A dramatic new chapter in one of the nation's thorniest labor disputes was written this week when the International Longshoremen's Association regained the exclusive right to pack shipping containers within 50 miles of East and Gulf coast ports.
Work rules requiring that containers packed within 50 miles of the ports be packed by ILA members, or emptied and repacked by ILA members if packed by anyone else, took effect Monday after Chief Justice Warren Burger denied a weekend request for a stay filed by the American Trucking Associations.
Reinstatement of the rules after a two-year suspension was a major victory for the ILA over independent freight "consolidators" who assemble cargo at warehouses near the ports to be packed at lower cost by members of the Teamsters Union or by nonunion workers.
The National Labor Relations Board ruled on Feb. 28 that the work rules, which are contained in the master agreement between the longshoremen and the stevedores, are legal and could go back into effect.

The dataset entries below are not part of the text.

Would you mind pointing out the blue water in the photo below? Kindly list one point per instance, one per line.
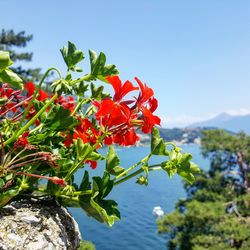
(137, 228)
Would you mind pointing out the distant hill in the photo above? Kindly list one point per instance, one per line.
(228, 122)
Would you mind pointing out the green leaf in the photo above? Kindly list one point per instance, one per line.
(187, 176)
(12, 78)
(117, 170)
(104, 211)
(5, 60)
(99, 64)
(112, 159)
(72, 56)
(98, 68)
(59, 119)
(1, 183)
(97, 93)
(83, 150)
(158, 146)
(107, 184)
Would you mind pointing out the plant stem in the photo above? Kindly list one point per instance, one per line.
(36, 92)
(87, 77)
(139, 171)
(80, 103)
(144, 160)
(31, 121)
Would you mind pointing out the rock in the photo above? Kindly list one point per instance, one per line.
(37, 225)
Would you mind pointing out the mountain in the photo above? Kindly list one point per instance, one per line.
(228, 122)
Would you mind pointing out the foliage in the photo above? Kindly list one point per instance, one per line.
(216, 214)
(52, 136)
(10, 39)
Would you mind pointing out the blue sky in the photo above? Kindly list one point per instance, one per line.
(194, 54)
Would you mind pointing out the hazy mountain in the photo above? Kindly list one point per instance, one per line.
(226, 121)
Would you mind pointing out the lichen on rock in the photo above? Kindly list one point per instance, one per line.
(37, 225)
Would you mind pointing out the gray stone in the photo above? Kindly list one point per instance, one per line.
(37, 225)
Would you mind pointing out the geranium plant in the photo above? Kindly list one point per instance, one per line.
(51, 135)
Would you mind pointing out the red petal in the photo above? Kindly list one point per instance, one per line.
(30, 87)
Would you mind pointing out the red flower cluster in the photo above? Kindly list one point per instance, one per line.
(120, 117)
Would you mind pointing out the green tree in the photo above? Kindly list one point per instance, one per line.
(13, 42)
(216, 214)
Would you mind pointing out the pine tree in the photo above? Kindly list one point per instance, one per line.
(216, 214)
(10, 41)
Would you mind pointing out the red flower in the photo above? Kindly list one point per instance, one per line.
(120, 89)
(30, 87)
(93, 164)
(147, 104)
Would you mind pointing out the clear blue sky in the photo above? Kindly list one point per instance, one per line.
(195, 54)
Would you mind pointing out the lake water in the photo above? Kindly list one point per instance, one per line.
(137, 228)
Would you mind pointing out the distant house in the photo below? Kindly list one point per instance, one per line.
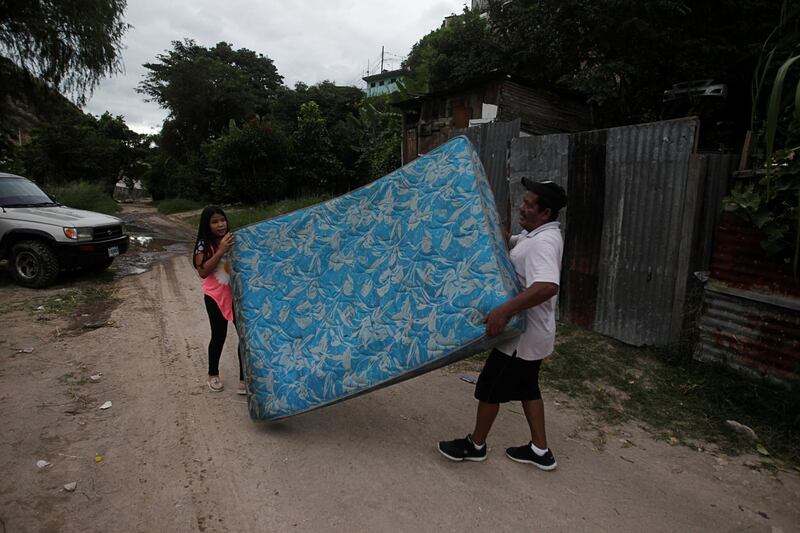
(428, 120)
(385, 82)
(124, 193)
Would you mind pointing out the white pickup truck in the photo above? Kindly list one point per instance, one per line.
(39, 237)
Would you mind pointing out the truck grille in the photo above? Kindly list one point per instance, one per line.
(107, 232)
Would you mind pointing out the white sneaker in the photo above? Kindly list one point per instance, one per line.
(215, 384)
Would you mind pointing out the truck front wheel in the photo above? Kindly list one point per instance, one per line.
(33, 264)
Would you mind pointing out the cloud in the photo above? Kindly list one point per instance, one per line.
(310, 41)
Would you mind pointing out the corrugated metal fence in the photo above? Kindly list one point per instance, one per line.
(641, 217)
(626, 259)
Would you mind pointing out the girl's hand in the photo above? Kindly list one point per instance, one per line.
(226, 243)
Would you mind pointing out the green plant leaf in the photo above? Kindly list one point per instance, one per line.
(774, 108)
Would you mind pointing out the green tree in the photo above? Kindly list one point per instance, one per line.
(620, 55)
(315, 167)
(84, 148)
(452, 54)
(379, 140)
(250, 163)
(204, 88)
(69, 44)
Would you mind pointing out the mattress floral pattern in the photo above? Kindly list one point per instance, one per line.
(379, 285)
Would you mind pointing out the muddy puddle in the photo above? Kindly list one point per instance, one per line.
(144, 251)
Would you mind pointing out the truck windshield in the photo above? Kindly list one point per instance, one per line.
(20, 192)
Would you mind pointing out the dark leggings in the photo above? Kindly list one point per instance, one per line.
(219, 330)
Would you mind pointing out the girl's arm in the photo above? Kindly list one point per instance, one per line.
(204, 269)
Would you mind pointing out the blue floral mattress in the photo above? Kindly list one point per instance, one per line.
(371, 288)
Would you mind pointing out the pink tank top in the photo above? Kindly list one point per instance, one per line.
(218, 284)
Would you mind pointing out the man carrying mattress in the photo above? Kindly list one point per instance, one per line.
(511, 372)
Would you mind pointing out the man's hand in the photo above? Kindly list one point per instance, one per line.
(496, 322)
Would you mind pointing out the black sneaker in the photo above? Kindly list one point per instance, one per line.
(525, 454)
(462, 450)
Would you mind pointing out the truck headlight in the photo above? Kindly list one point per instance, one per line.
(78, 234)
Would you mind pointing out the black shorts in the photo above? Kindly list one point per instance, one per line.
(507, 378)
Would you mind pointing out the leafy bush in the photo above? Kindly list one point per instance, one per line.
(84, 195)
(773, 203)
(178, 205)
(249, 162)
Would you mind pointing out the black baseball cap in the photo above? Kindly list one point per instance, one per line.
(551, 193)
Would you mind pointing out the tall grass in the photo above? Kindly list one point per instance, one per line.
(178, 205)
(84, 195)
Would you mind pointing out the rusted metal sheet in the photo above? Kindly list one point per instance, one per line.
(739, 261)
(647, 169)
(755, 333)
(542, 112)
(751, 306)
(586, 194)
(716, 171)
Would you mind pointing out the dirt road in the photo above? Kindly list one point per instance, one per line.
(171, 456)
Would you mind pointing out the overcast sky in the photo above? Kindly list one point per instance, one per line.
(308, 40)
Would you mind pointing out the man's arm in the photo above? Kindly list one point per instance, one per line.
(534, 295)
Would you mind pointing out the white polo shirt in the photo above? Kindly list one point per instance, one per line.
(536, 256)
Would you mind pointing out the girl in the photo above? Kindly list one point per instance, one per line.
(209, 258)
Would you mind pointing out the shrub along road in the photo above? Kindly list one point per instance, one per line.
(169, 455)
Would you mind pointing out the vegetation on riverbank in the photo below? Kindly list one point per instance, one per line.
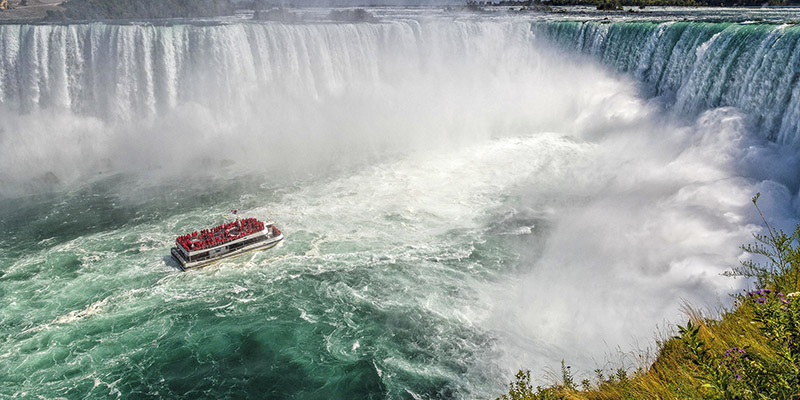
(618, 4)
(749, 352)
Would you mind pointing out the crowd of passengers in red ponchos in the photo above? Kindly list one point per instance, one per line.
(220, 234)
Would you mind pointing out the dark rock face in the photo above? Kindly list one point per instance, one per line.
(356, 15)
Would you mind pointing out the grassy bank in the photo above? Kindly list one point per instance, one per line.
(751, 351)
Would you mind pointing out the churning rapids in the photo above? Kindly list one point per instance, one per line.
(463, 196)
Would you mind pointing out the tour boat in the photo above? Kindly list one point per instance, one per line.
(198, 249)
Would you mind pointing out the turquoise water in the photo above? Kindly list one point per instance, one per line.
(461, 197)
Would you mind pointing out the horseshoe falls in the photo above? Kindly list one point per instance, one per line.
(462, 195)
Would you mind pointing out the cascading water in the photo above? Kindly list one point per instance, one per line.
(460, 201)
(754, 67)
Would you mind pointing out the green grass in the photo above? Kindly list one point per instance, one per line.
(751, 351)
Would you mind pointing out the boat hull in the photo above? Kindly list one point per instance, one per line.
(187, 265)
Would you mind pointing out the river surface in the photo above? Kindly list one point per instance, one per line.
(463, 195)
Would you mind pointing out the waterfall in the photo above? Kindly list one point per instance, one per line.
(702, 65)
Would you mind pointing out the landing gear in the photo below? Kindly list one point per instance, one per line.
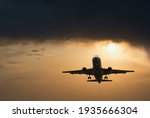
(89, 77)
(106, 77)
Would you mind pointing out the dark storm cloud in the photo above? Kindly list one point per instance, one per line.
(63, 19)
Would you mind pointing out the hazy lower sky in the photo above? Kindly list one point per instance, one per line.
(33, 71)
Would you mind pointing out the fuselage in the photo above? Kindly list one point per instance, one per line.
(97, 66)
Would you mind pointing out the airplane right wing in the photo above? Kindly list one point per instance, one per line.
(115, 71)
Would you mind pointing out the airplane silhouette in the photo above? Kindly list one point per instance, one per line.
(98, 71)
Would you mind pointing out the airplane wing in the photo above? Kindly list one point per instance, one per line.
(114, 71)
(87, 71)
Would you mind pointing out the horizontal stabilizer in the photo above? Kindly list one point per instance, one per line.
(106, 80)
(92, 80)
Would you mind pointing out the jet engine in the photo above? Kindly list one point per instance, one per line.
(109, 70)
(84, 69)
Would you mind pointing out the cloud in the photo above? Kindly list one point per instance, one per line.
(76, 19)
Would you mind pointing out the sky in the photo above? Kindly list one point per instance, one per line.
(40, 38)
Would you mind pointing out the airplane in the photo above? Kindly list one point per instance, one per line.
(98, 71)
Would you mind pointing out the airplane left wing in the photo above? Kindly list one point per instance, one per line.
(86, 71)
(114, 71)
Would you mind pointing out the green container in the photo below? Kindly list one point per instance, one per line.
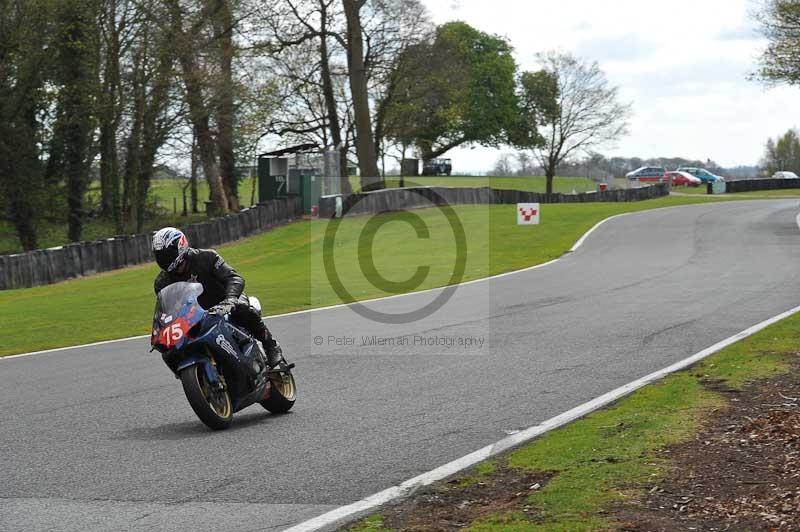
(311, 185)
(272, 178)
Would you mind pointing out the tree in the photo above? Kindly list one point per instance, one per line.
(304, 41)
(26, 33)
(223, 24)
(77, 72)
(458, 88)
(504, 166)
(575, 108)
(186, 48)
(780, 24)
(783, 153)
(365, 142)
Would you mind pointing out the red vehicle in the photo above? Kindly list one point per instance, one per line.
(683, 179)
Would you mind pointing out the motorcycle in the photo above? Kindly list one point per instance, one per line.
(221, 367)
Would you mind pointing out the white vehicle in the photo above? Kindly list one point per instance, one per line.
(784, 175)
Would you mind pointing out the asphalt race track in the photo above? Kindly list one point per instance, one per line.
(102, 438)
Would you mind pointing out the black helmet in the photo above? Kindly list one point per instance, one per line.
(169, 248)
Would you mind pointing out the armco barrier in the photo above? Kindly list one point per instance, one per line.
(749, 185)
(47, 266)
(396, 199)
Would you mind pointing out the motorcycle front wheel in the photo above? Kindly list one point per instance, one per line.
(282, 394)
(212, 406)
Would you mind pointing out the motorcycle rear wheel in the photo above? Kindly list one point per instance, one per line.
(213, 407)
(282, 394)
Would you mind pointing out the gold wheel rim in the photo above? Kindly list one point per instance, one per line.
(222, 410)
(284, 383)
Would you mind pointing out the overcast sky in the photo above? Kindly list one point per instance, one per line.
(682, 63)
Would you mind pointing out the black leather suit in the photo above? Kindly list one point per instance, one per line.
(220, 282)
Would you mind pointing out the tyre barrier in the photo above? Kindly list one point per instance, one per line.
(397, 199)
(751, 185)
(47, 266)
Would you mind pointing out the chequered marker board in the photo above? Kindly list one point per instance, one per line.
(528, 213)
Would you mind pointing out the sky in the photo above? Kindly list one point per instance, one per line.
(683, 64)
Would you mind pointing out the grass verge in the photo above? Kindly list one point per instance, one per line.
(607, 457)
(564, 185)
(285, 268)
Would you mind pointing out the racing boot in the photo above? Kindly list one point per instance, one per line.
(274, 353)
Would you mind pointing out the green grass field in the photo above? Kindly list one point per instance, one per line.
(284, 268)
(611, 455)
(564, 185)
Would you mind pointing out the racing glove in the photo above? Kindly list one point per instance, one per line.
(224, 307)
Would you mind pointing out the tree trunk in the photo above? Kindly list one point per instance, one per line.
(365, 144)
(330, 100)
(193, 177)
(79, 69)
(109, 121)
(198, 111)
(225, 109)
(21, 173)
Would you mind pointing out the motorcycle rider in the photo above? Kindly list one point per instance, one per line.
(223, 287)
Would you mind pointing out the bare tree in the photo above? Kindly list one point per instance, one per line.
(365, 142)
(780, 24)
(574, 107)
(199, 111)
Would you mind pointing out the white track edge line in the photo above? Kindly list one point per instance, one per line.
(578, 244)
(357, 509)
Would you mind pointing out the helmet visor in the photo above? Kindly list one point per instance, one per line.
(165, 257)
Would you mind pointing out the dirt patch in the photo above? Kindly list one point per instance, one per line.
(457, 503)
(741, 472)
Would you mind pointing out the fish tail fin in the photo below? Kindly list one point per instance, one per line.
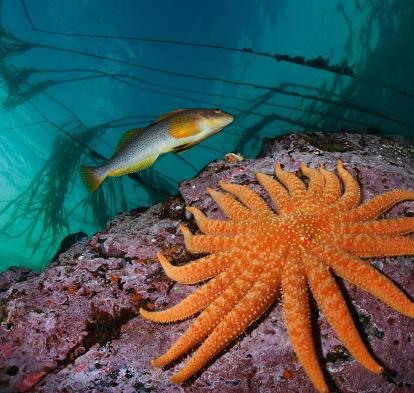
(91, 177)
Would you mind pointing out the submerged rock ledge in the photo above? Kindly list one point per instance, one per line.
(74, 327)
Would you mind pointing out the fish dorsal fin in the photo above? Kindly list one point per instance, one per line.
(126, 137)
(183, 127)
(167, 115)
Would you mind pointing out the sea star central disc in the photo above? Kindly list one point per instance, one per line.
(317, 231)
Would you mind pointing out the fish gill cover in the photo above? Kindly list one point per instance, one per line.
(76, 75)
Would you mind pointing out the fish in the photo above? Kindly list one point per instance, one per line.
(139, 148)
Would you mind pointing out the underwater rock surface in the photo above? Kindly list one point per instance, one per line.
(74, 327)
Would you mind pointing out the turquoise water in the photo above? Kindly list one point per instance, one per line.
(77, 74)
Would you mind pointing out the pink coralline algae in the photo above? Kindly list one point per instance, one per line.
(75, 327)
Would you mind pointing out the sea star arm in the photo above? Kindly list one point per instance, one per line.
(377, 205)
(363, 275)
(208, 319)
(297, 317)
(250, 307)
(200, 269)
(250, 198)
(198, 300)
(332, 190)
(277, 192)
(295, 186)
(210, 226)
(333, 306)
(389, 226)
(352, 194)
(316, 183)
(376, 246)
(231, 208)
(206, 243)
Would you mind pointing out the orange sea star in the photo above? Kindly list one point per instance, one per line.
(317, 231)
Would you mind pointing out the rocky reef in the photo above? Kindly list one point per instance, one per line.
(75, 327)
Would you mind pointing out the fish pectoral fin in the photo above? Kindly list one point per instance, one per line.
(138, 166)
(183, 147)
(183, 127)
(126, 137)
(167, 115)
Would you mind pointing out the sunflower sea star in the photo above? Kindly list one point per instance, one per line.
(317, 231)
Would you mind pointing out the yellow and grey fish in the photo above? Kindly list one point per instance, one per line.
(139, 148)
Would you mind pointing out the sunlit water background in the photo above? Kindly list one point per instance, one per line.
(70, 88)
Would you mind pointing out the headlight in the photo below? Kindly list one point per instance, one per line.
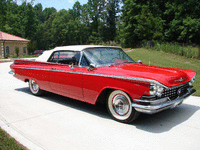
(156, 90)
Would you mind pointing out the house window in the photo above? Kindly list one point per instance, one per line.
(7, 50)
(24, 50)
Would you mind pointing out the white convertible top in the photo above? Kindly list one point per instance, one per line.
(45, 56)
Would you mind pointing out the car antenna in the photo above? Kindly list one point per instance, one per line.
(149, 52)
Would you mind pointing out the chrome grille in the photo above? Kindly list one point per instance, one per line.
(174, 92)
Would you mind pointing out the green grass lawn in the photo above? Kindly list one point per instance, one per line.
(9, 143)
(162, 59)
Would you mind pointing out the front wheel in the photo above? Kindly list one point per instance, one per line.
(119, 107)
(34, 88)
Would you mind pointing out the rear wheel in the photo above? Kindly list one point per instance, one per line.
(34, 88)
(119, 107)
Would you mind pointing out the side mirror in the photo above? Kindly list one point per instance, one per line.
(139, 62)
(92, 67)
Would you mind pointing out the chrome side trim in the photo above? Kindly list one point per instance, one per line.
(161, 104)
(100, 75)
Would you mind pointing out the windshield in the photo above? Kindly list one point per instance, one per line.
(107, 56)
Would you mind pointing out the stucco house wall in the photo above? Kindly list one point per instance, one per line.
(9, 43)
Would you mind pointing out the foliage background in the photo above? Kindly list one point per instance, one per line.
(127, 22)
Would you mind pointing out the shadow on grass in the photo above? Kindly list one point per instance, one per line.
(157, 123)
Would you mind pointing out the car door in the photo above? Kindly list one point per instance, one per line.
(65, 77)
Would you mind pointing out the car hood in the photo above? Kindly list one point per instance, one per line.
(167, 76)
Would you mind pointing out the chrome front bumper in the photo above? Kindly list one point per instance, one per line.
(158, 105)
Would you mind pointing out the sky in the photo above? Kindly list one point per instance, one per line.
(57, 4)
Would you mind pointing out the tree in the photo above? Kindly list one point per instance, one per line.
(2, 14)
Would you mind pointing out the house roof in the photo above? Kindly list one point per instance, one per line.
(45, 56)
(8, 37)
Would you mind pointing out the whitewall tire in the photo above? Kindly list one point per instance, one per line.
(34, 88)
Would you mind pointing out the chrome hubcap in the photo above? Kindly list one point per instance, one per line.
(34, 86)
(120, 105)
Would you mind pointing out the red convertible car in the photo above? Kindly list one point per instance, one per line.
(92, 74)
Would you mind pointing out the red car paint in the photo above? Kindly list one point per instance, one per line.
(88, 87)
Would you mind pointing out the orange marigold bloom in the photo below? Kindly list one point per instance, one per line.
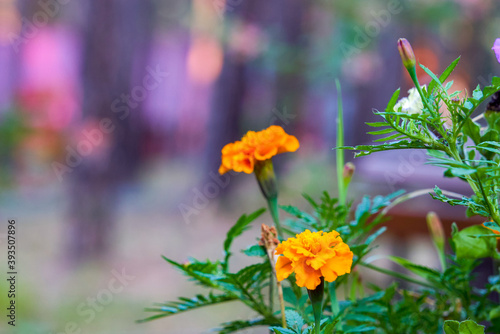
(312, 256)
(241, 156)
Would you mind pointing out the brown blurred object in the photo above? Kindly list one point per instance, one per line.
(116, 43)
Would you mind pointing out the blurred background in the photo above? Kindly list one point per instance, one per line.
(113, 114)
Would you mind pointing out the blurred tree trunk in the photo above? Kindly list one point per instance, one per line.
(116, 47)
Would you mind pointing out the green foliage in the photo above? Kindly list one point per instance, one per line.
(464, 327)
(444, 298)
(447, 139)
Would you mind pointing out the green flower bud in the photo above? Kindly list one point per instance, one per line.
(406, 52)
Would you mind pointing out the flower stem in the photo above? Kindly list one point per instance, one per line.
(340, 143)
(316, 297)
(273, 209)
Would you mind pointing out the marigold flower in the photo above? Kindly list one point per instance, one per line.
(312, 256)
(241, 156)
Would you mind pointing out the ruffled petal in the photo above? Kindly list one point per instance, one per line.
(283, 268)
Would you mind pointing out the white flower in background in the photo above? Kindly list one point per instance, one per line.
(411, 104)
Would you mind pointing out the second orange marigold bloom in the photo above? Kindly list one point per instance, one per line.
(241, 156)
(312, 256)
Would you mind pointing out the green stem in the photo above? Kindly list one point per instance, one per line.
(340, 143)
(273, 209)
(316, 297)
(413, 74)
(396, 274)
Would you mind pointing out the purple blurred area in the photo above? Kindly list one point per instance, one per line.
(113, 114)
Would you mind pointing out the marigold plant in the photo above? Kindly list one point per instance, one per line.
(241, 156)
(312, 255)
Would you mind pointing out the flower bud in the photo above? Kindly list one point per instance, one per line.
(406, 52)
(347, 173)
(436, 229)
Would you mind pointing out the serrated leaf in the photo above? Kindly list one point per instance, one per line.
(185, 304)
(468, 247)
(241, 226)
(294, 320)
(444, 75)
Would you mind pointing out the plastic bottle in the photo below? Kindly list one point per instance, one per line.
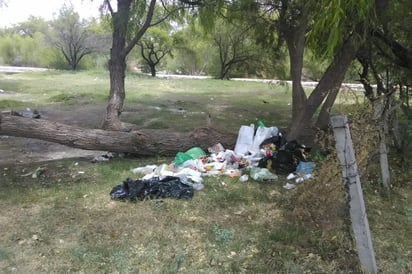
(260, 123)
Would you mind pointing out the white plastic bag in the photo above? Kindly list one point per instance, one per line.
(262, 133)
(244, 139)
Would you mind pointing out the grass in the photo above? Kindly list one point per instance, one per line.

But the battle--which has been going on almost since the advent of containerized freight in the l950s--is far from over:
* The freight consolidators, known as Non-Vessel-Operating Common Carriers, or NVOCCs, already have appealed the NLRB ruling to the federal appeals court in Richmond.
* The Federal Maritime Commission is conducting its own inquiry to determine if the rules violate the 1916 Shipping Act by discriminating against one class of shipper.
* Congress is considering legislation to strip the FMC of its jurisdiction.
Shipping experts estimated that up to 20 percent of all the containerized freight moving through ports on the East and Gulf coasts is affected by the work rules. They said that the ILA could gain more than 1,000 jobs in the Port of New York alone because of the change.
Raymond deMember, attorney for the National Association of NVOCCs, said that the economic impact of the rules is "hard to quantify," but that it would be "devastating" to the consolidators. He said shippers are threatening to divert freight to Canadian ports "rather than let the ILA handle it. They don't want the cargo loaded on the piers because of delays, damage and pilferage."
The key to the long dispute is the corrugated steel container in which most general cargo now is shipped. The container can be packed at a factory or warehouse, shipped by truck or rail to a port and loaded intact onto a cargo vessel.
Under the ILA's contract with the stevedores, containers filled to capacity at factory or warehouse, or small cargoes assembled into container-size lots and packed by consolidators more than 50 miles from a port, may be packed by non-ILA members, but a fee of $3 a gross ton is paid to the union when these containers are loaded aboard ship.
The 50-mile rule was forced on the shipping agents by the ILA as a job-saving measure. Without it, shippers of lots that are too small to fill a container could send their cargo to consolidators, who would put together enough to fill a container and then send the container to the pier, cutting the ILA out of that work.
According to David Siolkawski, assistant director of national port affairs for the Port of Baltimore, "What an NVOCC working here would do was contact an inland shipper and say, 'I'm off the piers, in the Inner Harbor or somewhere, so I can save you money. I'll pack and stuff the container for less labor charges.' Now they can't do that."